Continuing our trip around the League of Ineptitude, our next stop is the Florida Marlins. The Fish play in Dolphins Stadium, perhaps the worst stadium to watch a baseball game that has ever been constructed. Just look at it; it’s ugly and orange and devoid of any personality. You couldn’t pay me to watch a game there and, apparently, Miamians feel the same way because when this picture was taken there was an actual Major League Baseball game taking place. This game between the Marlins and Nats drew 400 people. 400 people! To a regular season game! Seriously. One guy got thrown for heckling the ump.
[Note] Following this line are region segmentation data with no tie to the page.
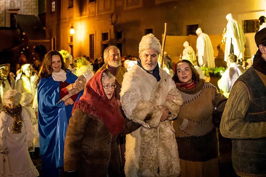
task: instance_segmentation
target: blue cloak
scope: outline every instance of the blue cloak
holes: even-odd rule
[[[74,83],[77,77],[66,71],[66,81]],[[74,105],[65,106],[59,99],[59,82],[51,77],[41,79],[38,86],[38,119],[42,176],[57,177],[64,164],[65,137]],[[83,94],[80,92],[76,100]]]

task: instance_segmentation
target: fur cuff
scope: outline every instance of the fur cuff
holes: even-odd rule
[[[169,120],[174,119],[177,117],[180,110],[180,108],[183,103],[183,100],[179,92],[177,92],[176,90],[172,89],[169,92],[169,94],[173,95],[173,100],[166,100],[163,106],[169,109],[169,111],[172,116],[169,118]]]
You could hear the namecalling on TV. Fun fact: The Marlins are the first Major League team to have a cheer/dance team. Can you imagine trying to get excited to cheer for a team that is drawing 400 fans? And think about the actual cheering; there would be an echo like the Grand Canyon. Just brutal. The add campaign this year is “It’s where you wanna be,” following the two previous years of “You Gotta Be Here” and “You Gotta Be Here 2008.” I think it’s time for something a little more original, like “Come to a baseball game.” The people of Miami might need a hint as to why they want to be there.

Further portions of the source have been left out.